Log-service (LogSvc) is a managed service that aggregates, archives and indexes logs from all applications/services in Flipkart. This talk explores scaling a portion of the tech-stack that makes LogSvc tick. After a quick introduction to LogSvc architecture, we go deeper into the sub-system that powers log-search using SolrCloud. We share our leanings from scaling this cluster from a sustained aggregate indexing throughput of 40K messages/sec to 2.2M messages/sec(a 50x jump) without increasing the cluster size and we talk about mistakes made and lessons learnt in the exercise.
3:00pm - 3:30pm
Building mobile advertising with an ecommerce flavour for Flipkart
"While building out advertising product for sellers in our marketplace, we faced some major challenges:
The traditional reporting metrics on desktop ads is not relevant on mobile
What is the correct metric on which the pricing model should be based for Product Listing Ads? Impressions, clicks, conversions or something else?
What is the correct conversion attribution for ads shown as the full customer lifecycle is measurable on an ecommerce site
The talk focusses on new measurement metrics and techniques to correctly measure ad performance of Product Listings Ad for sellers.

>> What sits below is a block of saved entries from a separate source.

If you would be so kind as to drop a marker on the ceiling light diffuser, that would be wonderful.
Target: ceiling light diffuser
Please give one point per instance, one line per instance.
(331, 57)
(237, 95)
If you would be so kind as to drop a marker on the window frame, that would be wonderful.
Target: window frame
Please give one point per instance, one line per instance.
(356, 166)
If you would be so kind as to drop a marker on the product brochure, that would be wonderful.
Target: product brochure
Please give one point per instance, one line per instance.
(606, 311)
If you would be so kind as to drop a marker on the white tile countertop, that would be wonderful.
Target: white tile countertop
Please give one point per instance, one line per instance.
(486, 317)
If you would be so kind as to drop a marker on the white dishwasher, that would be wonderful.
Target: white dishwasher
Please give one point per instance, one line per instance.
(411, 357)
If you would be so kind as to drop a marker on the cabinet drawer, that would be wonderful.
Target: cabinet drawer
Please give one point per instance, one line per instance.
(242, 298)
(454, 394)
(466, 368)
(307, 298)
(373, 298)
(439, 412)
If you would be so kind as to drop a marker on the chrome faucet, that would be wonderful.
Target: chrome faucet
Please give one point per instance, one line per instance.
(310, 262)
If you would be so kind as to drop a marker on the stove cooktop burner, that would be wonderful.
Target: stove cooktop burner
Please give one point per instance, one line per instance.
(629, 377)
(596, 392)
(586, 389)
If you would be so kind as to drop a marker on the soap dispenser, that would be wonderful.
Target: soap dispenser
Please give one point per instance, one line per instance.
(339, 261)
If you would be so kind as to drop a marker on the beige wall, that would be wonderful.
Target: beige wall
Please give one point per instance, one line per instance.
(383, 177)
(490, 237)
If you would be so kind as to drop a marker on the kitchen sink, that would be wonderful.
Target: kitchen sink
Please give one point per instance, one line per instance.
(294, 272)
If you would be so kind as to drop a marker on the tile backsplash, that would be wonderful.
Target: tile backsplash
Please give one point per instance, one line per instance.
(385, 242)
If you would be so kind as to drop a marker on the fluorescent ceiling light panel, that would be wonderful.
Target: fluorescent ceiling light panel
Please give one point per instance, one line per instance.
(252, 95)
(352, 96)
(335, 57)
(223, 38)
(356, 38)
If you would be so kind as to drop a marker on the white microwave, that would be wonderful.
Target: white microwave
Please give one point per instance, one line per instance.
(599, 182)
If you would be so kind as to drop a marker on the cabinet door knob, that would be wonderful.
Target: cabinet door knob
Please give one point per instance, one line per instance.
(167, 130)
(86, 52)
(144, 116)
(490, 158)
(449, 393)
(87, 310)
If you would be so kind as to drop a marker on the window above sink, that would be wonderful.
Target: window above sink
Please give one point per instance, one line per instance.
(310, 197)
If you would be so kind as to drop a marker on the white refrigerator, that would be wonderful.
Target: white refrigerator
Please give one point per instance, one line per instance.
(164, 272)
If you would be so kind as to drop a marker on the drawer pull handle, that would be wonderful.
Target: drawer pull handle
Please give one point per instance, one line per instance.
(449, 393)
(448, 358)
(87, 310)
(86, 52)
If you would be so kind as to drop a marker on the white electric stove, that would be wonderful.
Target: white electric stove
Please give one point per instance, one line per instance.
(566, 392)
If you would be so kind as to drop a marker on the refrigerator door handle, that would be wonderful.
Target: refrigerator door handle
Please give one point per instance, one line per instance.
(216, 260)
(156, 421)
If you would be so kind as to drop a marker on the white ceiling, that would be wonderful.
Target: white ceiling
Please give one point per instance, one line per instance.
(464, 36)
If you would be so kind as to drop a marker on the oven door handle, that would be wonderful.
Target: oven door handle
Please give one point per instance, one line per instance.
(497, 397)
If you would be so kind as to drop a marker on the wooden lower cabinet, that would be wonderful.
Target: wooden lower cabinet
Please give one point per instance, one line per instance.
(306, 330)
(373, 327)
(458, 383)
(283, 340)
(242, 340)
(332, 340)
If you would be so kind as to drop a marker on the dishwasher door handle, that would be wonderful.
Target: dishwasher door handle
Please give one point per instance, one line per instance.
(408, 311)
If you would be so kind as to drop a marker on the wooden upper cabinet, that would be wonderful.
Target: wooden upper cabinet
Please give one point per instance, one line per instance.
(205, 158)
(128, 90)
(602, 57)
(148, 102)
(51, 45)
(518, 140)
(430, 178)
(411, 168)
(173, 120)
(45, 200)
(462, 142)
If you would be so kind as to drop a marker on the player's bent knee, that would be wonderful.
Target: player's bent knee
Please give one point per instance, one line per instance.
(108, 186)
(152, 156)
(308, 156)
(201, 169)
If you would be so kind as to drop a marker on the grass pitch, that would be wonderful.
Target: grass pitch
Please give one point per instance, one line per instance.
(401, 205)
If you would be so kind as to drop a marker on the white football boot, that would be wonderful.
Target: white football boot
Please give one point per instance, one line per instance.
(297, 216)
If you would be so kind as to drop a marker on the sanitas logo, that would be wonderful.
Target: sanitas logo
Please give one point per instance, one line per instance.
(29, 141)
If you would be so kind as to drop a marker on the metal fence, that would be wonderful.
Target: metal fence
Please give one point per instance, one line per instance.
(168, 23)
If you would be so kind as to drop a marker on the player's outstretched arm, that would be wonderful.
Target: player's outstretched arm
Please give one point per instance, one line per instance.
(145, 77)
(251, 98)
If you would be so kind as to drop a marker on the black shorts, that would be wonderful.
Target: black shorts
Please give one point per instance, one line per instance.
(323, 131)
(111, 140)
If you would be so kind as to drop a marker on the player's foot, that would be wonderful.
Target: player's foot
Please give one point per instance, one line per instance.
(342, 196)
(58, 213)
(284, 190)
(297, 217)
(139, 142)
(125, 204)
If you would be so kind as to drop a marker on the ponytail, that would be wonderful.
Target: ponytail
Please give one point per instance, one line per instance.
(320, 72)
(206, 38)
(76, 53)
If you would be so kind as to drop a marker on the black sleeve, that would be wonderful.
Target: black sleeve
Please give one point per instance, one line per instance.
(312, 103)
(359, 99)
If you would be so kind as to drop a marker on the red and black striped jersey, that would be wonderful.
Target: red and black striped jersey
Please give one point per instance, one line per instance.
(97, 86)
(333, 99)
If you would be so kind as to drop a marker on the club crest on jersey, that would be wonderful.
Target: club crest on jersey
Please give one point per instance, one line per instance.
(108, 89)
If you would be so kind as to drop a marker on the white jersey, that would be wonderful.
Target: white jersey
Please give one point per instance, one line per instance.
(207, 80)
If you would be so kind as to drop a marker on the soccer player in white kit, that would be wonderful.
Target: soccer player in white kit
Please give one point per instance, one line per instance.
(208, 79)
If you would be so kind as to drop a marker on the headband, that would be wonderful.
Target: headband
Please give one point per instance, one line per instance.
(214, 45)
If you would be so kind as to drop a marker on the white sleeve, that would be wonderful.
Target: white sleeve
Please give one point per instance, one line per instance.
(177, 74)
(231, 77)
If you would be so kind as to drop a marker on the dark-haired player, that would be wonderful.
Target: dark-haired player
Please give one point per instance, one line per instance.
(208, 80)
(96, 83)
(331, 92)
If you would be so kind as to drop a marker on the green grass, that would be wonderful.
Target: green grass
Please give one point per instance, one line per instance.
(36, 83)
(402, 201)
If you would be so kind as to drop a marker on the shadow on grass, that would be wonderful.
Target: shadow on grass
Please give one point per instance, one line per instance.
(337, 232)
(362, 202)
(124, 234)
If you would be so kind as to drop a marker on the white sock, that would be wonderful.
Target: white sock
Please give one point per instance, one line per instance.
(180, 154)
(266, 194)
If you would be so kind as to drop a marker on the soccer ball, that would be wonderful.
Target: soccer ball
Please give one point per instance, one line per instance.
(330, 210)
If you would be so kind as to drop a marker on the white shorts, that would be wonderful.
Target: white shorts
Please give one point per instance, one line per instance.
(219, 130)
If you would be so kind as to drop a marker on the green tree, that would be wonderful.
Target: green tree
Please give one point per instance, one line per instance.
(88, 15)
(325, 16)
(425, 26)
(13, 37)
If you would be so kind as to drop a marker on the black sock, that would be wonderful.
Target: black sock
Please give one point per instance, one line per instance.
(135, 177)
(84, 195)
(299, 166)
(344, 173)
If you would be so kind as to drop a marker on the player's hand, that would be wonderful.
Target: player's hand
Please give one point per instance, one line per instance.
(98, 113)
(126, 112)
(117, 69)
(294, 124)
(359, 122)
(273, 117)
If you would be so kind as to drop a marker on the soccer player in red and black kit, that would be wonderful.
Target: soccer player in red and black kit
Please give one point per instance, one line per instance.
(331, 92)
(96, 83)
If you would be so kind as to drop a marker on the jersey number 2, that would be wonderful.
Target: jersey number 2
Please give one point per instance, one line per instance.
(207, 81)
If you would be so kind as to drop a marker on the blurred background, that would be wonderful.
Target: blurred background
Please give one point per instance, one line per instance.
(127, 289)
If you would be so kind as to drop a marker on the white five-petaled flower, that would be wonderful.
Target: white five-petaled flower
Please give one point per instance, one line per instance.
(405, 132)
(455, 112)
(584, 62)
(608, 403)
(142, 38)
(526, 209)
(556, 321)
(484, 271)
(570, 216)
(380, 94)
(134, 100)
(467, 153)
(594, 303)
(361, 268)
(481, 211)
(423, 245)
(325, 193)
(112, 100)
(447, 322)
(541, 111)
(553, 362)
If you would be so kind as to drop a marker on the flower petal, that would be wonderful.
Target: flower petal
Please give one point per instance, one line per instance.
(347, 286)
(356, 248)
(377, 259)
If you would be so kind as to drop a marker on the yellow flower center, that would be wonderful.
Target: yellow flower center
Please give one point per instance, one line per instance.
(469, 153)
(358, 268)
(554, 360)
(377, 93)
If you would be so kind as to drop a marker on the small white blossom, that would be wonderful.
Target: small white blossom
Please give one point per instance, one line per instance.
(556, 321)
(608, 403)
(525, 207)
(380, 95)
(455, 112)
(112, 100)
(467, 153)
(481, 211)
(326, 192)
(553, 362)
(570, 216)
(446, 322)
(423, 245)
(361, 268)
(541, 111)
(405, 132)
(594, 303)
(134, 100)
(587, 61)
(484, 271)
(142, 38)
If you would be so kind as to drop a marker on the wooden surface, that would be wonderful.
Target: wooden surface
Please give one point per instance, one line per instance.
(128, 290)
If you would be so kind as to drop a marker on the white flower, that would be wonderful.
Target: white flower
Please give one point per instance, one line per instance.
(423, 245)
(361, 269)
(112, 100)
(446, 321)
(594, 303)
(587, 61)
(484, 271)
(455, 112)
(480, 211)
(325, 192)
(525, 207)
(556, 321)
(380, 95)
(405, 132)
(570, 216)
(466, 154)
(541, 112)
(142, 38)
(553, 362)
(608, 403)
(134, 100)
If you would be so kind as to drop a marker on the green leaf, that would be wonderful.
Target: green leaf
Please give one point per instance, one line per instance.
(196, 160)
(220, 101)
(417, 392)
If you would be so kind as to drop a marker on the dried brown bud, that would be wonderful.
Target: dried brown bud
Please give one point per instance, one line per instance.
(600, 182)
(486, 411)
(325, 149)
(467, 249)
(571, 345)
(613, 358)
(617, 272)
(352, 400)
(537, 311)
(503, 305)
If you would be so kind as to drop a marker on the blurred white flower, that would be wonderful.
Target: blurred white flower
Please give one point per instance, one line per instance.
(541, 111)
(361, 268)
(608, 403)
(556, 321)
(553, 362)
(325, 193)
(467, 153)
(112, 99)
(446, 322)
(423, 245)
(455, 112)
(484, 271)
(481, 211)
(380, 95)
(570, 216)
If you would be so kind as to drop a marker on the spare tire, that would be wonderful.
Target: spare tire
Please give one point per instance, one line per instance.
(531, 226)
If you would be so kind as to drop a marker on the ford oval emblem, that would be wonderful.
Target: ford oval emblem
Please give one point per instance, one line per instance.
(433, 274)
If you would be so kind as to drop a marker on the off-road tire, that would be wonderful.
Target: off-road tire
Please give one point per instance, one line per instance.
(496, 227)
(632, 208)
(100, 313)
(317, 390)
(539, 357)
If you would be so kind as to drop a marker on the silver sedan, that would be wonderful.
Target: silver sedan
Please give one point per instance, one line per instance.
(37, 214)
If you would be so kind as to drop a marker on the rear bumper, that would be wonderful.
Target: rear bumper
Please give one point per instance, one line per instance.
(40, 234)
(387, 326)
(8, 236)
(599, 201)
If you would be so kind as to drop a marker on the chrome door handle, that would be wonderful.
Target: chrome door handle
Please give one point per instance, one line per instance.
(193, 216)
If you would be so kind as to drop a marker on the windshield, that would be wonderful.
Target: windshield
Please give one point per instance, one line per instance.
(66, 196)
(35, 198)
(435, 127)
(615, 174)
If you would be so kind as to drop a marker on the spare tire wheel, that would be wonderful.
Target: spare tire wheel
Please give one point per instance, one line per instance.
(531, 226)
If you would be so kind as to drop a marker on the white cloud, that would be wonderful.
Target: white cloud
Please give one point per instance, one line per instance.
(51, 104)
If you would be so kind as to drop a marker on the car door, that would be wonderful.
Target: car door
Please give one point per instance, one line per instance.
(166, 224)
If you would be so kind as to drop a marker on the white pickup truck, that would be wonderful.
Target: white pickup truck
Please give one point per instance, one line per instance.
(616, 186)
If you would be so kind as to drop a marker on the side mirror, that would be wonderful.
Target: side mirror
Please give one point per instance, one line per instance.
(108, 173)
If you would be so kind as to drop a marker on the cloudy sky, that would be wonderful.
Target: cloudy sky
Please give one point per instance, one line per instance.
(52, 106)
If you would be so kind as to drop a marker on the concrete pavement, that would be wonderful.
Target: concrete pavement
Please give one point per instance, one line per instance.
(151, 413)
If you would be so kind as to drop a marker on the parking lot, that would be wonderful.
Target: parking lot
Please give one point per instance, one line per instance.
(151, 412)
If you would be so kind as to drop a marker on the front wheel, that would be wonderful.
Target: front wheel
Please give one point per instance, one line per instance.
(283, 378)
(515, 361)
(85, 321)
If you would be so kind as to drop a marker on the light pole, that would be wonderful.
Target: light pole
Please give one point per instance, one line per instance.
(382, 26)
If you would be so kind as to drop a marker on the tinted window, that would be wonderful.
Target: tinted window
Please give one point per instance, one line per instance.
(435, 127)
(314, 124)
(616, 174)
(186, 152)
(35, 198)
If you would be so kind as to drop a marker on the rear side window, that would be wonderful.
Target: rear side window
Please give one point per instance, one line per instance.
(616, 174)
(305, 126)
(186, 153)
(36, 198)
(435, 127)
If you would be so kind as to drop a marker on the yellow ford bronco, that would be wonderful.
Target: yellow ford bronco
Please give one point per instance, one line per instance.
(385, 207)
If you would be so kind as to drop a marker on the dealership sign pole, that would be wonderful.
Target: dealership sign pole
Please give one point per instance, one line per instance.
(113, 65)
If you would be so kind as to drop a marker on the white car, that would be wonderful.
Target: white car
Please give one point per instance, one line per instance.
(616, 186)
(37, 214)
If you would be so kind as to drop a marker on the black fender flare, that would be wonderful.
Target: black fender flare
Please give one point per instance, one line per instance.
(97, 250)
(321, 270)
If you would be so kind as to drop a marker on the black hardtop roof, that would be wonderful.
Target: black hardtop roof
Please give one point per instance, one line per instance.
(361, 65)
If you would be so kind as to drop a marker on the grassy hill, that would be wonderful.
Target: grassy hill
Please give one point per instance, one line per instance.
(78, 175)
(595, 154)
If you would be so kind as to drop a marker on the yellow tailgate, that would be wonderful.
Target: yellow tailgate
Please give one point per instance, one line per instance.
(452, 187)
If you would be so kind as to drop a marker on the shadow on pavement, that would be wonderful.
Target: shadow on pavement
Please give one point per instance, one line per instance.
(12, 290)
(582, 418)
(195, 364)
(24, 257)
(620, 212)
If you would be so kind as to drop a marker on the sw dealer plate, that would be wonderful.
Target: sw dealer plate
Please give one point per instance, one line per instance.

The talk will also briefly touch on open challenges and the way forward."
MySQL is a popular data store for the stability, convenience and familiarity it provides, along with strong guarantees around data durability and transactionality. However, traditionally, we have relied on asynchronous Master-Slave replication (which has a tendency to lag while replicating on a single thread), and any permanent failures on the Master can result in a large recovery time or even data loss. This is where a full multimaster setup comes in, providing strong data durability without sacrificing the guarantees a standalone MySQL server provides, while also scaling linearly for reads, and giving improved performance for writes. This will be a quick talk on one of the possible solutions (Galera), its methodology, use cases and pitfalls.